Has man… and most everything else… evolved and change since their creation? Without question. But that still doesn’t enter into the issue of their creation itself, and doesn’t negate the concept of a higher being than ourselves being at least part of that happening. Thereby, there’s still no real conflict, here.
If creation is a myth, who or what started the big bang? Look up the term universe and then explain what it is expanding into. What is awe inspiring is the concept that a biological accident somehow evolved to the state of being able to understand its own existence the the universe it lives in. If the big bang theory is anything more than myth, though a modern one, how did galaxies get further away from the beginning then they would have had time to get there? Some stars are more than 14 billion light years away.
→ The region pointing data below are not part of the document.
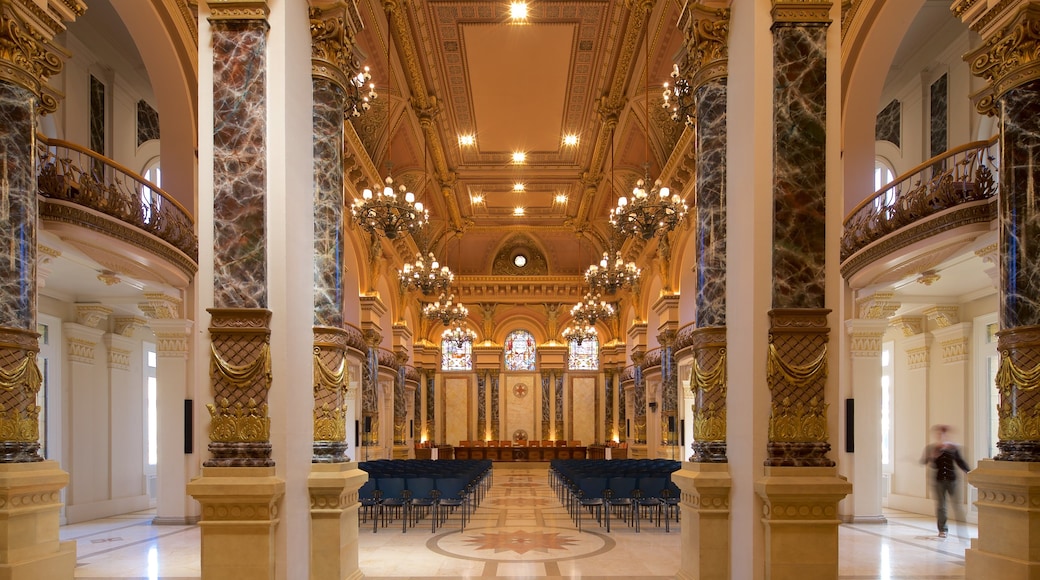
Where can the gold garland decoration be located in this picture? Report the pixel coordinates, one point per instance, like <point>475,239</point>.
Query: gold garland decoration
<point>797,375</point>
<point>26,372</point>
<point>707,381</point>
<point>330,424</point>
<point>239,423</point>
<point>326,378</point>
<point>241,375</point>
<point>1011,375</point>
<point>709,424</point>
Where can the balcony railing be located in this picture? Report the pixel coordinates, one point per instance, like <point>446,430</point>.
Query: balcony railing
<point>73,174</point>
<point>959,176</point>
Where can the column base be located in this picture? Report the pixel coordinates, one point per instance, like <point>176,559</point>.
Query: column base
<point>1009,510</point>
<point>801,520</point>
<point>704,503</point>
<point>334,520</point>
<point>30,505</point>
<point>239,515</point>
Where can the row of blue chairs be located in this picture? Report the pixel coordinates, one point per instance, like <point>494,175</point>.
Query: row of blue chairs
<point>414,489</point>
<point>630,490</point>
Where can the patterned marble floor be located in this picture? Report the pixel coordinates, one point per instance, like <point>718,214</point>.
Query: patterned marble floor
<point>520,531</point>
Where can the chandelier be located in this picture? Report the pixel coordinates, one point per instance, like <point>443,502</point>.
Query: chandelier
<point>357,101</point>
<point>609,275</point>
<point>425,274</point>
<point>445,310</point>
<point>580,333</point>
<point>458,334</point>
<point>679,98</point>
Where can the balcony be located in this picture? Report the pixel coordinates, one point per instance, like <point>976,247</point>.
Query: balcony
<point>114,215</point>
<point>934,208</point>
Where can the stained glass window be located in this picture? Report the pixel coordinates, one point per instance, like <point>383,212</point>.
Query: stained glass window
<point>456,356</point>
<point>583,356</point>
<point>520,350</point>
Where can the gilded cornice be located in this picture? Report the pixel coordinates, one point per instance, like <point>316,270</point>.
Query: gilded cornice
<point>1008,57</point>
<point>28,55</point>
<point>706,42</point>
<point>802,11</point>
<point>238,9</point>
<point>334,28</point>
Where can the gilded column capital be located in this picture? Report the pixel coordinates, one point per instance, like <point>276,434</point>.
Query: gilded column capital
<point>28,55</point>
<point>1008,56</point>
<point>334,27</point>
<point>705,31</point>
<point>238,9</point>
<point>802,11</point>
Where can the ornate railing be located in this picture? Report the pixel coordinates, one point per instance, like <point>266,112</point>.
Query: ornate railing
<point>959,176</point>
<point>73,174</point>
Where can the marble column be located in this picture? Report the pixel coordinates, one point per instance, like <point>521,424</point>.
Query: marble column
<point>1009,484</point>
<point>30,488</point>
<point>801,489</point>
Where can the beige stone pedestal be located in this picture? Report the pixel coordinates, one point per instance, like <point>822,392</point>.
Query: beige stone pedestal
<point>705,520</point>
<point>239,512</point>
<point>334,520</point>
<point>1008,546</point>
<point>801,520</point>
<point>30,505</point>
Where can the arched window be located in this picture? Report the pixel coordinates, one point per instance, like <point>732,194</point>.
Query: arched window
<point>456,354</point>
<point>520,350</point>
<point>582,356</point>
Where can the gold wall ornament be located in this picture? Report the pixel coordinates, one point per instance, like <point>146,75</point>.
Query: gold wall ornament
<point>330,423</point>
<point>798,423</point>
<point>709,424</point>
<point>24,374</point>
<point>241,376</point>
<point>796,375</point>
<point>238,423</point>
Second, if not God or a god, who do you think wiser, God, who makes being good optional or liberals who would force it upon you? Last, by what biological accident would you invent the making of bread? If you understand the process, somebody had to teach man how to make bread. There is just no logical process for primitive man to create bread.
Doesn’t work, you can ask the same question about whoever or whatever started the big bang … ie what started the starter. You get an infinite regression of “what started whatever came before”. You can try to get around it by defining a prime starter, but its not convincing … you can also define an even prime number greater than two, but that doesn’t mean there’s a number which meets the definition.
There are reasons to believe in God, but that isn’t one of them.
You can’t be serious. Bread (essentially) is flower and liquid that’s heated. It borders on the insane to think it wouldn’t have been created accidentally millions of times over. I’m afraid it’s your logic that’s faulty. I mean, since we invented the laser, bread seems pretty low tech.
Ya think?
Probably the original revelation from God was along the lines of the video, but then was debased (a la the “telephone” party game) to the version in Genesis ….
I *have* always thought that the Genesis myth is at least presentable as a childishly reduced version of the real story, as opposed to those myths where a deity masturbates or performs some other sexual act that produces the cosmos. The Hebrews appear to’ve been downright prudish by comparison.
The order is not in line with our current understanding. ex/ Grass, plants, and fruiting trees did not exist prior to the sun, moon, and stars. It seems no more or less tied to actual events than the Hawaiian mythology or most others.